> of your interaction history with others. A nym who's lying 
> too much will 
> have accrue negative mana very quickly.

But other people might be encline to tag along anyway. A reputation
system will identify nyms with bad reputation alright, but how will
people *use* this system ? Favorable reputation is nothing per se,
it only becomes useful by what others make of it, and reputation is
not a single measure. People will have different reactions to the
actions of another person. If someone advocates killing blacks, say,
his reputation will grow to those who have the same opinions, but go
down with those who have the opposite opinion. What I'm coming at is
that a reputation system only allows a nym to build up a reputation.
People then react to it.

> > overwhelming probability that a group will form around some people,
> > who have charisma, or who can give others something, whether it is
> > power, money (or ability to "get" stuff), or just about anything
> > people would want. Some of these groups will want power.
> 
> I don't see how this is relevant to our conversation.

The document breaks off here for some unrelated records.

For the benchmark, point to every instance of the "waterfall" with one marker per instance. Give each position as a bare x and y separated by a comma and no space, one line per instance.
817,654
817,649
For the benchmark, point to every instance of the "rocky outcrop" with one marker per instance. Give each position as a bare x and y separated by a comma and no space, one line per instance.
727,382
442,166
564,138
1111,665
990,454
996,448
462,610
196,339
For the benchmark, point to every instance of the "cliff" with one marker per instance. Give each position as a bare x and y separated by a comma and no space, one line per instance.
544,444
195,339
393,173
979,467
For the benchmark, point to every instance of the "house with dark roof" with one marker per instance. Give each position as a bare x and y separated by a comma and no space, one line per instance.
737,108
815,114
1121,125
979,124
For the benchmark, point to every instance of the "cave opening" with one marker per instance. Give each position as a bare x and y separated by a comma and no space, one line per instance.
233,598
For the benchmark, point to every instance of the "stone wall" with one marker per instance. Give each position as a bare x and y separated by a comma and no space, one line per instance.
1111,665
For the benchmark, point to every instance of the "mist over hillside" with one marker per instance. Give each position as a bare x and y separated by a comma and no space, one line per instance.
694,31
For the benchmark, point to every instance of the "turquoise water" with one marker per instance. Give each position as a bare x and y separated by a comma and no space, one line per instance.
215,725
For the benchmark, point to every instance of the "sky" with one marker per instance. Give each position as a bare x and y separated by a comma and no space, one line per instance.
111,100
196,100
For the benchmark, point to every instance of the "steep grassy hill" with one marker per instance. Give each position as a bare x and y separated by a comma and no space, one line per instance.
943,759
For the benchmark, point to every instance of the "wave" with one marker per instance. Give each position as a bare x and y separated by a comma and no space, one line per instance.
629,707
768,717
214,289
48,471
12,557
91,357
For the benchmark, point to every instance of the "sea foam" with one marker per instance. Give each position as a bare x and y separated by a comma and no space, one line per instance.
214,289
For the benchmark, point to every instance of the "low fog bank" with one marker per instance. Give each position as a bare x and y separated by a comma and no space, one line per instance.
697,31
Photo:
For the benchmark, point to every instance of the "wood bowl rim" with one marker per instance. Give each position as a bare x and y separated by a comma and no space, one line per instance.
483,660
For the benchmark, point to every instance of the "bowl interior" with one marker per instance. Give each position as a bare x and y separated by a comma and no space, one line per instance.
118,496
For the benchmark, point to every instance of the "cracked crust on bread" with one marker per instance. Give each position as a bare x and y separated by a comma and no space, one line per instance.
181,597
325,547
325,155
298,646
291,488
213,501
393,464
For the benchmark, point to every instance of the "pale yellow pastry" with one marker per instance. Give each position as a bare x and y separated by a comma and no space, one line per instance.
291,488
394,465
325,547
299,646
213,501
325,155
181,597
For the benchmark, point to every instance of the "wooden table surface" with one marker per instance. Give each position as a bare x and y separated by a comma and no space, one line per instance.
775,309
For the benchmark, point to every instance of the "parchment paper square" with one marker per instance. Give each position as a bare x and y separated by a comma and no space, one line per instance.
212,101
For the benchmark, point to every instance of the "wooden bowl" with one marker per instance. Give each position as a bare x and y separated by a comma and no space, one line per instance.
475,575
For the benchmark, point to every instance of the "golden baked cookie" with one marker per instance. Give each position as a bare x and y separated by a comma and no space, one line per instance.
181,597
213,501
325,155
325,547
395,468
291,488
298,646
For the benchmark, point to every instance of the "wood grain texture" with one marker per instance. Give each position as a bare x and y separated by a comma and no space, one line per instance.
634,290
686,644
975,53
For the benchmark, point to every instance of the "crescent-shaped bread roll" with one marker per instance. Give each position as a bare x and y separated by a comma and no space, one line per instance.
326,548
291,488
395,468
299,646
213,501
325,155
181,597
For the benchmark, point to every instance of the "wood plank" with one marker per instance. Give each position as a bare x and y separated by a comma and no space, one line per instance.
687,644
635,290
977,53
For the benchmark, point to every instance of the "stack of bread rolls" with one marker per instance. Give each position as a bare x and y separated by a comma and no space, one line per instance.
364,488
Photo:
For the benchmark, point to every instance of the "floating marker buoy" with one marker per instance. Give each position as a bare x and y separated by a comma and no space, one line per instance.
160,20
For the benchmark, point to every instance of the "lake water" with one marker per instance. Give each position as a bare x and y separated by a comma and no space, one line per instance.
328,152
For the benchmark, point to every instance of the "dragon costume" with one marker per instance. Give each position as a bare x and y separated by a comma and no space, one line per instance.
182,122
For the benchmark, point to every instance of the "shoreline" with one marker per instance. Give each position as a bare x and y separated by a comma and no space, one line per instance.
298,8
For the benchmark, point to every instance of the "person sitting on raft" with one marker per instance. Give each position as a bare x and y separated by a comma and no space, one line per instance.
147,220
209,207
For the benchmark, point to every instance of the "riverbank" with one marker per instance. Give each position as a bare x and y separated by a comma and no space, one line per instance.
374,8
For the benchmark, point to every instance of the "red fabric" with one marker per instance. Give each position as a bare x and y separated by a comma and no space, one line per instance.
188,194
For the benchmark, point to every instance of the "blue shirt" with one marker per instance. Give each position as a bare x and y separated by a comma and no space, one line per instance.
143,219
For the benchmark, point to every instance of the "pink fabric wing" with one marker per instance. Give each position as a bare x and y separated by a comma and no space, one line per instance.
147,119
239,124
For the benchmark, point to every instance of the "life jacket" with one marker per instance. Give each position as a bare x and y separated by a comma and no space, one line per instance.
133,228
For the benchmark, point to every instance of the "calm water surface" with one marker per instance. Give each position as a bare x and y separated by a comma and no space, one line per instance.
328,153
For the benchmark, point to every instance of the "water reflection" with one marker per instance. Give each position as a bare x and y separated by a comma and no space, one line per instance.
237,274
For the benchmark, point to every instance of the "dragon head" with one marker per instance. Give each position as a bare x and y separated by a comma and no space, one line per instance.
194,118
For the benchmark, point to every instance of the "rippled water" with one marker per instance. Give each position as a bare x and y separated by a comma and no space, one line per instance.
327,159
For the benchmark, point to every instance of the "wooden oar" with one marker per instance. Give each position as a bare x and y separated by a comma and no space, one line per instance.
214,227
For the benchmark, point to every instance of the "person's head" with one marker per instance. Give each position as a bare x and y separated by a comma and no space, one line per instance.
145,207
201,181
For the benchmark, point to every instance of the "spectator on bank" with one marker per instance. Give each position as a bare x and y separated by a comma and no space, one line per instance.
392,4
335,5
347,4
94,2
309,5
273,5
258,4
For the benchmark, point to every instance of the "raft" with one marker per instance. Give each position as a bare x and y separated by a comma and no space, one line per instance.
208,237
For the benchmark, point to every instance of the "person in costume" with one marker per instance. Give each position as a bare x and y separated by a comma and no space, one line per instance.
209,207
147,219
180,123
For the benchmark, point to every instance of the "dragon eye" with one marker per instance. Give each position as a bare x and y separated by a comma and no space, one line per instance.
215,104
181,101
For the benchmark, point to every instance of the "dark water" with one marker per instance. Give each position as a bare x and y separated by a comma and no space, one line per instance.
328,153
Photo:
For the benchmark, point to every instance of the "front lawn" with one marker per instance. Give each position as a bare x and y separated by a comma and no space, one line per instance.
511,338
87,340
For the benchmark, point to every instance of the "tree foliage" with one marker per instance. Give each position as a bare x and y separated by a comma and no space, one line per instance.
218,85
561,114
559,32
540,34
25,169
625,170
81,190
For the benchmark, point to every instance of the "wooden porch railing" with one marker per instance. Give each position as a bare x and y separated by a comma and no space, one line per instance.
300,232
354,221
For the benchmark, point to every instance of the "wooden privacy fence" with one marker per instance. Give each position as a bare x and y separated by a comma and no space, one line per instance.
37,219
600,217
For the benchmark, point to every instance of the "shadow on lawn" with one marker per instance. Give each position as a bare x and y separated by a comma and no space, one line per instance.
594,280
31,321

Your point, I believe, was that the ability to have knowledge of
others' actions would lead to increased cooperation. That goes both
ways. Groups of people can cooperate to work against another group
of cooperating people. People assess other's reputations on different
grounds, so people would be attracted to different groups, based on
the subjective assessment they make on the various traits displayed
by a person/nym.

> > I'm not sure what you mean by "mutually identifyable" agents. If
> > you mean that people seeking power by reducing other's freedoms,
> 
> No, mutually identifyable means exactly that: ability to tell 
> that you've 
> interacted with that agent before. In human agents this means 
> ability to 
> recall some other monkey's biometrics.

OK, that was my second possibility. I'm just not sure that it could
work so well in a larger scenario. Reputation systems, AFAIK, have
only be used in small scenarios: you observe an agent which does one
thing, then you extrapolate the probability of this agent's actions
based on that knowledge. The observed actions are very narrow, and
I'm unsure it would scale well, and unsure it would prevent people
fucking other people over for power as happens now.